GSAR 514.270 Aggregate Awards
This concept is specific to GSA. This is a form of bundleing. I didn’t say it was called bundling. It is when two or more line-items are combined into one line-item with one price.
You know when you buy a shelf or a chair and you get that bag of nuts, bolts, fasteners, and a wrench? Although separate things are considered their own line–item. Well, that bag of stuff would be considered its own line–item with its own price.
The use of an aggregate award must be justified. Such instances include when users desire a uniform finished product (think IKEA), the unit is custom with no interchangeable parts, certain items of a set are in demand (socket wrenches), combining low demand items with high demand items (think a box buy at an auction), the delivery points vary in requirements from low to high and administrative burden must be eased.
The CO must consider the capability of bidders to produce the aggregate, how grouped delivery points will effect bidders and which combination(s) will be the most fair and reasonable to the government. Aggregate awards must not be used if the process constricts bidders.
The solicitation must specifically state the intent for aggregate award, how they will be evaluated and how a reasonable price-point is calculated and notify that failure to obey the construct deems the bidder ineligible.
How do COs group items? Full-and-open-competition must be the goal even if this form of bundling does leave some bidders out. The CO must group related items pertinent to to the commercial struction of sale and purchase. Delivery can have multiple geographic points with multiple methods of shipping and drop-off styles. An RFI might be wise. Transportation and tariffs might have a drastic effect on the fully-loaded price, but some companies might ship small items for one price.
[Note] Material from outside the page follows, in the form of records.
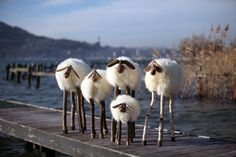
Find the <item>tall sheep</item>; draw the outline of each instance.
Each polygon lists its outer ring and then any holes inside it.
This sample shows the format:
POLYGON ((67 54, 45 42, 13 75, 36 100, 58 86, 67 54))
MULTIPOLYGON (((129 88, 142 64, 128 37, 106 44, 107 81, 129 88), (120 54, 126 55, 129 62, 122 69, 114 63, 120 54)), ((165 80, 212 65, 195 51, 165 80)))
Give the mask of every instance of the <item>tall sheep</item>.
POLYGON ((67 111, 67 95, 71 93, 71 128, 75 129, 75 106, 74 92, 78 97, 78 120, 80 131, 83 133, 86 129, 86 119, 83 104, 83 96, 80 90, 80 84, 84 77, 91 71, 90 67, 82 60, 76 58, 68 58, 62 61, 56 69, 56 80, 59 88, 63 90, 63 112, 62 112, 62 128, 67 133, 66 111, 67 111))
POLYGON ((129 145, 133 140, 131 124, 140 114, 139 102, 129 95, 119 95, 111 102, 110 109, 114 120, 118 122, 116 143, 119 145, 121 142, 121 125, 127 124, 126 145, 129 145))
POLYGON ((158 145, 162 145, 163 140, 163 127, 164 127, 164 102, 163 98, 169 98, 169 112, 170 112, 170 127, 171 127, 171 141, 175 141, 174 135, 174 93, 179 89, 183 80, 182 67, 170 59, 155 59, 149 63, 145 68, 145 85, 146 88, 152 93, 152 100, 145 116, 142 145, 146 145, 146 134, 148 117, 152 112, 152 106, 155 100, 155 92, 160 95, 160 122, 158 130, 158 145))
MULTIPOLYGON (((129 57, 121 56, 112 59, 107 64, 108 82, 115 87, 114 98, 121 94, 120 90, 125 90, 127 95, 135 96, 135 90, 139 89, 141 84, 141 70, 137 63, 129 57)), ((116 122, 112 118, 111 141, 115 141, 116 122)), ((132 123, 132 136, 135 134, 135 123, 132 123)))
POLYGON ((110 95, 112 86, 106 80, 106 71, 101 69, 94 69, 91 71, 81 83, 81 91, 84 98, 91 105, 91 138, 96 135, 94 124, 94 101, 100 104, 100 134, 99 137, 103 138, 105 133, 108 132, 106 123, 105 99, 110 95))

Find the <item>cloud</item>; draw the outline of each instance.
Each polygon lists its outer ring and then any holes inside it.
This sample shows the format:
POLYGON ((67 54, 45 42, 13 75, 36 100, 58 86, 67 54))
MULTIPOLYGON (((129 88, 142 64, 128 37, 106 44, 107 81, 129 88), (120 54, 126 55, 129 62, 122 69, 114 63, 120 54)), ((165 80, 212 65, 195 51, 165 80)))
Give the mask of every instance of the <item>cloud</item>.
POLYGON ((18 16, 14 22, 35 34, 56 38, 93 42, 101 36, 103 43, 115 46, 166 46, 192 32, 208 31, 212 24, 229 23, 231 28, 236 28, 235 20, 232 20, 236 15, 235 5, 232 5, 235 2, 230 2, 48 0, 37 5, 44 9, 38 16, 28 13, 27 18, 18 16))
POLYGON ((83 0, 44 0, 41 3, 41 5, 42 6, 57 6, 57 5, 78 3, 80 1, 83 1, 83 0))

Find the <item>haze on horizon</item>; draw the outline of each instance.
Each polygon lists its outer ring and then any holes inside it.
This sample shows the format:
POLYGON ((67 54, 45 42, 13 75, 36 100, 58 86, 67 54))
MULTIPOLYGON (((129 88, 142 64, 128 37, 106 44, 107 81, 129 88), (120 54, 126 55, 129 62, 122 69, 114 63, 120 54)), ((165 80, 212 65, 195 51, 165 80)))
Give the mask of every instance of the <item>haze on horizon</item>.
POLYGON ((0 0, 0 21, 52 38, 173 47, 212 25, 236 37, 236 0, 0 0))

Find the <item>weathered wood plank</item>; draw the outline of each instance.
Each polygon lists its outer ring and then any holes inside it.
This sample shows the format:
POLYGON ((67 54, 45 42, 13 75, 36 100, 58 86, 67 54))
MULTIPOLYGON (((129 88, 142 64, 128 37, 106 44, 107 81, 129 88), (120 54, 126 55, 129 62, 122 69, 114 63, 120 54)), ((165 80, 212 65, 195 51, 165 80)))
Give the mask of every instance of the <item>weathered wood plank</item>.
MULTIPOLYGON (((21 104, 22 105, 22 104, 21 104)), ((69 114, 69 113, 68 113, 69 114)), ((69 123, 68 115, 68 124, 69 123)), ((89 119, 89 117, 88 117, 89 119)), ((108 121, 108 126, 110 121, 108 121)), ((141 146, 142 126, 136 126, 136 138, 130 146, 125 145, 126 126, 122 130, 121 145, 110 142, 110 134, 98 138, 99 119, 96 119, 97 136, 90 138, 90 126, 85 134, 76 130, 62 133, 61 112, 34 106, 0 109, 0 131, 26 141, 50 148, 71 156, 224 156, 235 155, 236 144, 204 139, 184 134, 176 135, 170 142, 168 132, 164 134, 162 147, 157 147, 157 130, 150 130, 148 145, 141 146), (230 153, 229 153, 230 152, 230 153)), ((77 125, 78 126, 78 125, 77 125)), ((110 131, 110 127, 108 127, 110 131)))

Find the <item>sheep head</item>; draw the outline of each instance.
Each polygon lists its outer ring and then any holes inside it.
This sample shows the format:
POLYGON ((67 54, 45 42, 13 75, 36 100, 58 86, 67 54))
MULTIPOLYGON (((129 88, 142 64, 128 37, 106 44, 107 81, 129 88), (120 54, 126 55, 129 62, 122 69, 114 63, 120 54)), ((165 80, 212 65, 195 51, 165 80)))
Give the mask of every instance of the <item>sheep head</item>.
POLYGON ((97 82, 101 77, 101 75, 97 72, 97 70, 93 70, 91 74, 88 76, 88 78, 91 78, 93 82, 97 82))
POLYGON ((129 61, 127 61, 127 60, 118 60, 118 59, 112 59, 111 61, 109 61, 108 64, 107 64, 107 67, 112 67, 116 64, 118 64, 118 67, 117 67, 117 72, 118 73, 122 73, 125 70, 126 66, 129 67, 132 70, 135 69, 135 66, 132 63, 130 63, 129 61))
POLYGON ((156 72, 161 73, 162 72, 162 67, 156 62, 152 61, 148 64, 147 67, 144 68, 145 72, 151 72, 151 75, 155 75, 156 72))
POLYGON ((126 103, 120 103, 118 105, 113 106, 112 108, 119 108, 120 112, 124 113, 126 112, 126 107, 130 110, 134 110, 131 106, 129 106, 126 103))
POLYGON ((74 72, 74 74, 76 75, 76 77, 77 77, 78 79, 80 78, 79 75, 77 74, 77 72, 74 70, 74 68, 73 68, 71 65, 69 65, 69 66, 67 66, 67 67, 64 67, 64 68, 61 68, 61 69, 58 69, 58 70, 56 70, 56 72, 60 72, 60 71, 63 71, 63 70, 65 70, 65 69, 66 69, 66 72, 64 73, 64 77, 65 77, 65 78, 68 78, 68 77, 70 76, 71 71, 74 72))

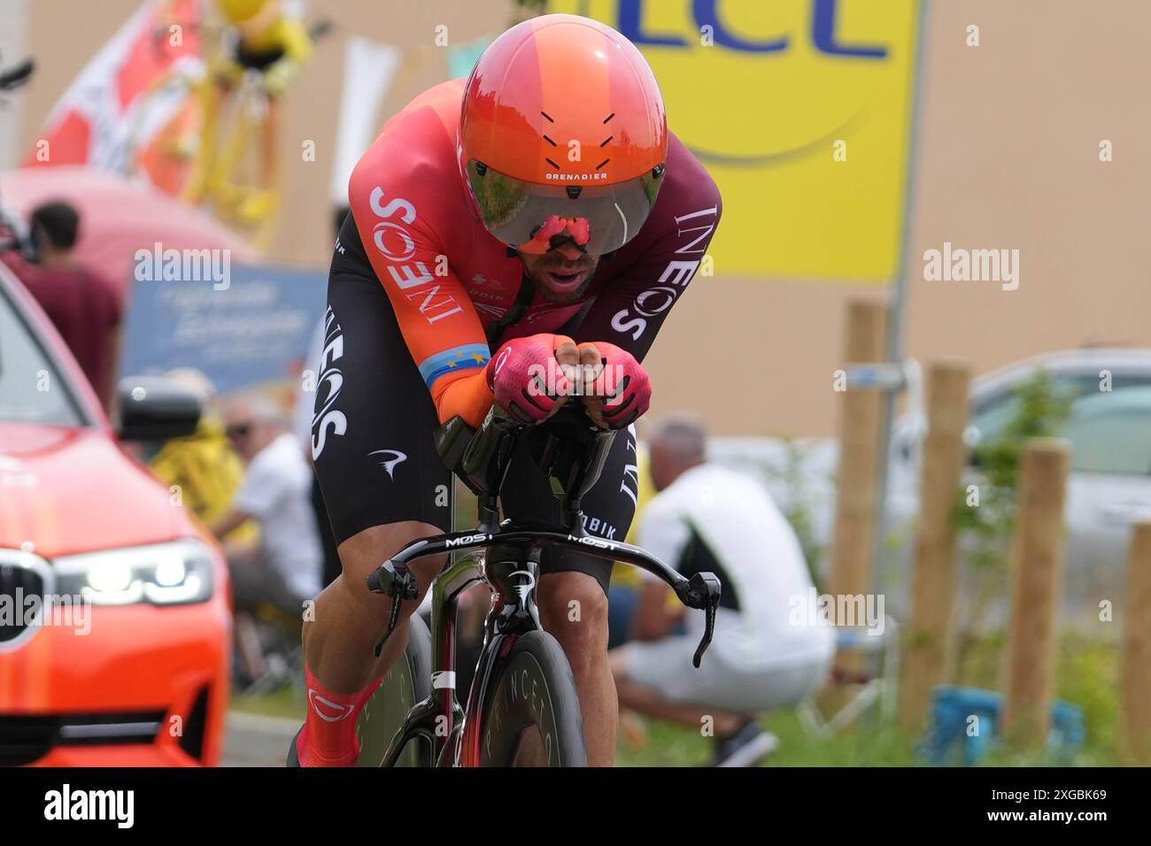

How is an aggregate award evaluated? For definite quantity contracts without options, the CO just compares prices from the bidding pool, but GSA has its own methodologies to evaluate indefinite quantity and requirements buys as well as options.
Assign a weighted multiplier to a group (1, 2, 3) and multiply the price times the multiplier for a rough gauge of how time will effect pricing. Think the CPI variations specific to your good or service buy. This is called the weighted factors methodology. How original!
The price list method consists of a proposed base price accompanied by a suggested percentage as to the projection of price fluctuation over time. Remember, the percentage is the same for each line-item.
In the weight factors methodology, lowest product wins. Whereas, the price list method may use tradeoffs.
I’ve never done this type of contracting, and I’ve never worked at GSA, but contracting, is contracting, is contracting. It is an easy concept to conceptualize and explain if you know the craft. I know the craft.